Sitting far from the coast at my dorm room in Fort Worth, Texas, all I have to do is
close my eyes and into my mind rushes a cascade of memories from past summers spent
at my grandmother's on Mobile Bay.
The sound of the surf, the raucous squabbling of
seagulls, the sunrises and sunsets... watching squalls come in across the water, feeling
the sun beat down on me... With no trouble at all I remember the slimy feel of a
flounder flipping in my hand, the unnerving sensation of a school of fish brushing past
my legs underwater, the coolness of the calm water on my sun-baked skin when I waded
in to swim. I can bring to mind the smells that drifted through the air, a dead fish lying
on the beach, a salty northeast wind as opposed to a dry southerly one, a heavy rain on
the way, the coconut smell of Coppertone 8.
The best times at the beach though, the ones
everyone hoped for and talked about excitedly, were the evenings between early June and
late August. Then, if we were lucky, the wind started to blow from the northeast and the
night air got a little cooler than the average hot, sultry summer one. The water would get
unusually low as the tide was swept out to meet the horizon. Most importantly, the
normally brackish bay water turned as salty as the gulf.

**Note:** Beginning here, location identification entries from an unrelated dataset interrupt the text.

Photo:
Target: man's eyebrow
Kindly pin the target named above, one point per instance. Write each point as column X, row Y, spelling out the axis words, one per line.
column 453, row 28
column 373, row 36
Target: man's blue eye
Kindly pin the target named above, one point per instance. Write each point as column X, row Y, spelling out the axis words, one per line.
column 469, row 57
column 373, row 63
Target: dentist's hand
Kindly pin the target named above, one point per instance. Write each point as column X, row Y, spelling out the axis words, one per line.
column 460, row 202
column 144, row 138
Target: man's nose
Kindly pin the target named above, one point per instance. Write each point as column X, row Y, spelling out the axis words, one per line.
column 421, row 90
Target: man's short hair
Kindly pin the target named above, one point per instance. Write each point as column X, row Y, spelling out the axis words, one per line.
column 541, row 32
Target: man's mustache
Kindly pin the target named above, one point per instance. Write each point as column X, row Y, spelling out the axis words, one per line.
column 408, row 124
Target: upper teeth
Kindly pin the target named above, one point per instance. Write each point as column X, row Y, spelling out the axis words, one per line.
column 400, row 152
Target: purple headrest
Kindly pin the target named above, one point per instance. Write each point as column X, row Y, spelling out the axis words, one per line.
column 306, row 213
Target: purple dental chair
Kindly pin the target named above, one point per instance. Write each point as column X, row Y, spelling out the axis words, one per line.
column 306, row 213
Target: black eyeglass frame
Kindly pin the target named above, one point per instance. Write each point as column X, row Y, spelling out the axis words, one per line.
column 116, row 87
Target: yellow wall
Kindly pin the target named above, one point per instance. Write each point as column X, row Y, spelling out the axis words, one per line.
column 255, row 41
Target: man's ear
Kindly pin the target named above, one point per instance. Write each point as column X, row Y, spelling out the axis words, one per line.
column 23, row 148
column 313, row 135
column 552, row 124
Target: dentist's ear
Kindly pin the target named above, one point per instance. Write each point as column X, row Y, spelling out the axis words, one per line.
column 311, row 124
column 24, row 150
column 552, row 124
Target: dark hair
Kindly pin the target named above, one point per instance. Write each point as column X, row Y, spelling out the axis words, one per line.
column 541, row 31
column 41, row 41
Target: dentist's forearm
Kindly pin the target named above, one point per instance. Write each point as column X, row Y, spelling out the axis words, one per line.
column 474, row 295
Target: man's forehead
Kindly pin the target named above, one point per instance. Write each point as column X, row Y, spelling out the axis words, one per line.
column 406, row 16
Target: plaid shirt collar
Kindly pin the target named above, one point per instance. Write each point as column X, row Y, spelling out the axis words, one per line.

All these signs pointed towards a
possible jubilee, a natural phenomenon in which the bay denizens, some of which
normally live hundreds of feet from the beach, travel to the shallow waters at the shore to
escape a suffocating death by the salty, oxygen-depleted water. Most succeed in making
it to shore, but many of them don't escape death.
For me, the best jubilees are the ones that start at one or two in the morning and last
until midday. By that time the sun has risen high and the process of photosynthesis in the
shallow waters has provided enough oxygen to allow the creatures to move back into
deeper water. I remember trying to go to sleep during the nights when I had recognized
the signs of a potential jubilee, but it was hard because I was anxiously waiting to find
out if anything would come of it. If I did manage to fall asleep and woke up to the sound
of the telephone ringing when it was still dark, I knew what it was.
My sister and I would
jump out of bed, throwing on our bathing suits that we'd left out the night before, just in
case, grab some clothes, and race to the car. It takes twenty minutes to get from our
house to our grandmother's on the bay, and the drive down the dark, almost deserted
roads was torture. I always thought to myself that if we'd been allowed to spend the
night we'd already be there.
As soon as the car stopped I would leap out and make a mad
dash for the “tilly room,” where I would snatch up a crab net, and fight my sister for
rights to a gig. Racing back upstairs, I always waited impatiently for someone to get a
floundering light. We had to screw on the propane tank first, then tie on the mantles.
Then the gas valve would be opened. The gas would rush out with a sibilant
shhhhhhhhh, and the smell of it filled the air until someone held a match to the
mantles. Once lit, the mantles cast a large arc of blinding light. Thus equipped, I flew
down the front steps and over the path to the beach.
My feet passed over soft pine
needles and were pricked by the spiny edges of spent pine cones. Once I finally got to
the wet sand at the tide line I bent down and tasted the water to see how salty it was,
being careful to avoid any crab claws. Yes, this was IT! I could look out over the calm,
clear water to see how the jubilee was progressing. If a jubilee had just started there
would be fish and crabs and flounders and stingrays and every other kind of bay animal
swimming to shore. It takes skill to deduce what kind of animal is “coming in,
particularly in the dark of night.”
Of course I liked to think that I was a pro at it. The
flounder swimming in are fairly easy to spot. They leave wakes of telltale v's as they
swim on top of the water. The crabs are a little harder to detect. The greenish-blue color
of their shells blends in perfectly with the bay water. It was fun to watch the crabs swim
because rather than swimming face forward they swim sideways, using their backmost
legs, or “swimmers” as they're called colloquially, as paddles to propel themselves.